Justice Mariano-Florentino Cuéllar began serving on the California Supreme Court in January 2015. He was nominated by Governor Jerry Brown, confirmed unanimously by the Commission on Judicial Appointments, and retained by the voters for a full term in November 2014. His previous career was in public service, university administration, and legal academia, with a focus on administrative, criminal, and international law.
A member of the Stanford University faculty from 2001 to 2015, Cuéllar was the Stanley Morrison Professor of Law and Professor (by courtesy) of Political Science. His books, articles, and chapters focus on administrative agencies, criminal justice, executive power, and legislation, among other subjects, and he is co-author of one of the nation's leading administrative law casebooks. From 2004 to 2015, Cuéllar held leadership positions at Stanford's Freeman Spogli Institute for International Studies. As Institute Director from 2013 to 2015, he supervised 12 research centers and programs, including the Stanford Center at Peking University. He led university-wide initiatives on global poverty alleviation and cybersecurity, and earlier, co-directed the Institute's Center for International Security and Cooperation.

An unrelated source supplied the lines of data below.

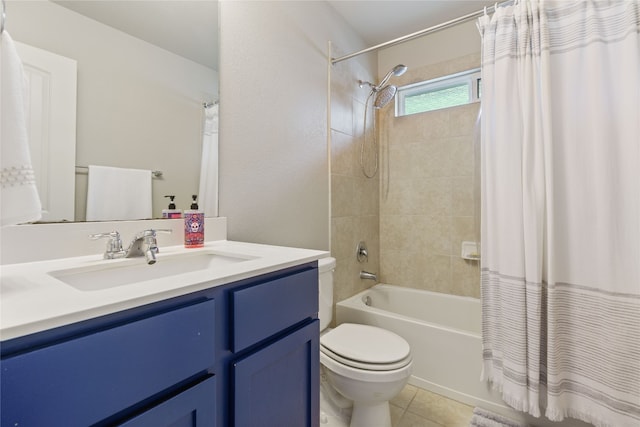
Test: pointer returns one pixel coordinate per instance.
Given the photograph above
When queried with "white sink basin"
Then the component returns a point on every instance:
(109, 274)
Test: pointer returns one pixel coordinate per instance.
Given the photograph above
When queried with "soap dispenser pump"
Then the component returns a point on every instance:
(193, 225)
(171, 211)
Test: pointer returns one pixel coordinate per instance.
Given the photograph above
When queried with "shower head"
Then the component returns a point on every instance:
(398, 70)
(384, 95)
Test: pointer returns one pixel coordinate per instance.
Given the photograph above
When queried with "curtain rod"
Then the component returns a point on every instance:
(424, 32)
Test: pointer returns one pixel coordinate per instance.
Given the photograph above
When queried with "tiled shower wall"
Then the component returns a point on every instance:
(354, 198)
(426, 192)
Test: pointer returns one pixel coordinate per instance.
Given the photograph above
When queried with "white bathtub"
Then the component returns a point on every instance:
(443, 332)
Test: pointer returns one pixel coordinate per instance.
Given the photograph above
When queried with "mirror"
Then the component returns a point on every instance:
(145, 69)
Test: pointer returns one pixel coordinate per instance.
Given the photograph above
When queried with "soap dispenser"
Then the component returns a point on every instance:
(171, 212)
(193, 226)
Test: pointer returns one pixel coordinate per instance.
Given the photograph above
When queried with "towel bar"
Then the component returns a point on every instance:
(85, 170)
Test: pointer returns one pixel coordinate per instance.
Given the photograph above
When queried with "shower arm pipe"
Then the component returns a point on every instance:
(424, 32)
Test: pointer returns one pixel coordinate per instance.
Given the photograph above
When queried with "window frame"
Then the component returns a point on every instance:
(470, 77)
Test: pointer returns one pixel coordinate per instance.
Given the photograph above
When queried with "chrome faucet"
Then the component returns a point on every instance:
(368, 276)
(114, 244)
(145, 243)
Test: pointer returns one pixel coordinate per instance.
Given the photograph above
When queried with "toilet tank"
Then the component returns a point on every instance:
(326, 266)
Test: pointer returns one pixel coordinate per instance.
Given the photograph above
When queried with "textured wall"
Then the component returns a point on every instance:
(274, 173)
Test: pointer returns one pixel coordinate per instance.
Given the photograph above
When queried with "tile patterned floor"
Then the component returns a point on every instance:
(415, 407)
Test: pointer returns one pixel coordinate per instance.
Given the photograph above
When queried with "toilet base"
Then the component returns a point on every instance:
(374, 414)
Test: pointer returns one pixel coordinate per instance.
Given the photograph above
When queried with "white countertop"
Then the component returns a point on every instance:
(31, 300)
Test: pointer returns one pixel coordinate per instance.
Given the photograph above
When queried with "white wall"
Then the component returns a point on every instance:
(138, 105)
(274, 174)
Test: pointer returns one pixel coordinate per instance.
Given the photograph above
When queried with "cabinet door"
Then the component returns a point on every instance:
(91, 378)
(194, 407)
(278, 385)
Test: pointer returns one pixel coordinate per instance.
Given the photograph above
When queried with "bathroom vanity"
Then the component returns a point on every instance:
(235, 345)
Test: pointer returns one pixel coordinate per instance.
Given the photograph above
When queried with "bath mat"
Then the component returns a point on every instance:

Cuéllar also served in the federal executive branch. In 2009 and 2010, while on leave from Stanford, he worked at the White House as Special Assistant to the President for Justice and Regulatory Policy. He negotiated provisions in food safety, tobacco, and crack-powder cocaine sentencing reform legislation; convened the White House's food safety working group and coordinated its response to the BP oil spill; set up the President's Equal Pay Task Force; worked on the bipartisan repeal of the military's Don't Ask/Don't Tell policy; and led efforts to support community-based crime prevention and immigrant integration.